I do think that in some cases federated auth can make sense, especially for
small sites where even a slight inconvience or delay in going from an
unregistered user to a logged in user can cause you to lose traffic all
together. These sites also tend to have a very low amount of inertia tied to
a specific user account, if you lose access to your account spinning up a new
one is low impact. Compared to PyPI where the security of an account is of
paramount importance and that a lost account is incredibly disruptive.

> 
>> 4. I feel like none of the current solutions to federated auth are very good.
>>   OpenID relies on using an URL as your "personal identifier" which I feel
>>   like is a strange and foreign concept to most users. The way around this is
>>   often to just hardcode a list of sites, but then as a site operator you're
>>   implicitly recommending that users go sign up for one of those sites and
>>   use them on your site to login. This is creating an explicit relationship
>>   between your site and the other site, a relationship in which you often 
>> have
>>   no power (for instance, Google <-> PyPI, we're powerless to do anything
>>   about them deprecating OpenID other than just sucking it up and dealing 
>> with
>>   it). Persona did offer a way around this, but persona had other failings
>>   like relying on the domain that you happened to be using for your email to
>>   implement a persona IdP or otherwise falling back to an implicit 
>> relationship
>>   with the fallback provider, again one where you're more or less powerless 
>> to
>>   the operators of that service.
> 
> I agree that they're not brilliant. OpenID is basically dead, long
> live OpenID Connect :/. So the thing there AIUI is that OAuth worked
> out a lot better (more flexible, consistent with both CLI / app
> workflows and server side web interactions). And as such everyone is
> just consolidating on the one toolchain to avoid lots of needless
> redundancy. But as user, its fine. I don't judge a site as subordinate
> to Google if they allow Google logins, for instance.
> 
> Yes, if you use federated auth you need to keep up. But hell, we need
> to keep up if we do our own auth management. When was the last time
> the hash count on PyPI's password database was increased to account
> for hash rate growths? Managing credentials is an ongoing effort - at
> Canonical we split that out into its own team, and they were busy just
> keeping on top of it and changes in the fundamentals for years. See
> above about hard to get right.

PyPI uses bcrypt with a work factor of 12, we're using the excellent passlib
library which means we can easily set things up to automatically migrate
between different algorithms and different work factors/rounds within the same
algorithm. The current settings on PyPI is roughly 0.3 (on my iMac in a
completely unscientific benchmark with an iteration of 1 since any large
number of iterations takes forever) seconds per password hash and bumping
bcrypt to 13 makes it take roughly 0.6. I do check periodically that our work
factor is appropiate and at some point I plan on migrating the algorithm to
scrypt once a reasonable implementation of it is available for Python.

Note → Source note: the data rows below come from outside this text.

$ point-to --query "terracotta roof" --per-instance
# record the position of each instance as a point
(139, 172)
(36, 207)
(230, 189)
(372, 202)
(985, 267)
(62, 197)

Honestly speaking as someone who has implemented both authentication libraries,
OpenID servers, and OpenID clients I feel a lot more like storing a password
safely isn't really that hard, especially with good libraries like passlib
to help with it, and in the grand scheme of things it's only a tiny part of
what makes a secure application. Even within authentication itself there are
a number of things that federated auth simply won't help with. Things like
ensuring that you rotate your session identifiers when you cross authentication
boundaries are things that even federated authentication doesn't handle for you
and are far more likely to get forgotten when creating a site than what
password storage and algorithms someone uses.

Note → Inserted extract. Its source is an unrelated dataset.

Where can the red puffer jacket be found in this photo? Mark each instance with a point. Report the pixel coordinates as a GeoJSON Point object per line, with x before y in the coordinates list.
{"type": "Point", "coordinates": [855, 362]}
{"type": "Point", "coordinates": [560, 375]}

PyPI in particular is a web service that needs to be designed to last decades.
It's not the kind of site web service where you can just tell people that hey
guess what, tomorrow we all need to switch away to some other authentication
service because MyOpenID (or whatever) decided to shut down. It's less about
needing to "keep up" and more about who has to do the keeping up, for ensuring
we're still safely storing passwords it's simple enough for the PyPI admins to
ensure that we're still "safe enough", however when using authentication where
the fact it's being delegated has been "leaked" to the end user, it's up to
each and every individual user on PyPI to ensure that they are using an auth
provider that is keeping up, and the end users are the ones least likely to
do that on any kind of meaningful scale.

> 
>> Overall I think that the use of federated auth, as a site operator, is really
>> only worth it over the loss of control in two scenarios:
>> 
>> A. When your site is already entwined with another site and relying on them 
>> for
>>   authentication is simply increasing that. An example of this from above is
>>   Travis CI where they only work with things hosted on GitHub so also relying
>>   on GitHub for authentication isn't that big of a deal and actually makes
>>   things better since they can then integrate with GitHub's permissions to
>>   check if you have commit on a particular repository.
>> 
>> B. When creating an account is likely to be enough of a burden to make people
>>   decide not to interact with your site. This category is basically 
>> completely
>>   comprised of sites that do not have long standing relationships with their
>>   users. The only real example I can think of this of the top of my head is
>>   sites with comments enabled like blogs, news sites, etc. The commentors are
>>   unlikely to have or want a long standing relationship with your site, they
>>   just want to make a quick one off comment and then possibly never come
>>   back. Sites like PyPI otherhand the cost of creating an account is small
>>   compared to the life time of majority of our user base's interaction with
>>   us.
> 
> I think you're underestimating the impact this has on users. It
> definitely creates a high barrier to entry for me, and I don't think
> I'm alone. For bugs.python.org I leapt on Federated auth, but for PyPI
> I can't use it because it doesn't allow consolidating the accounts
> (AFAICT). Is it a matter of toits? E.g. do you need someone to provide
> patches to both permit the new OpenID Connect, OAuth for console use,
> and connecting OpenID Connect identities to local usercodes?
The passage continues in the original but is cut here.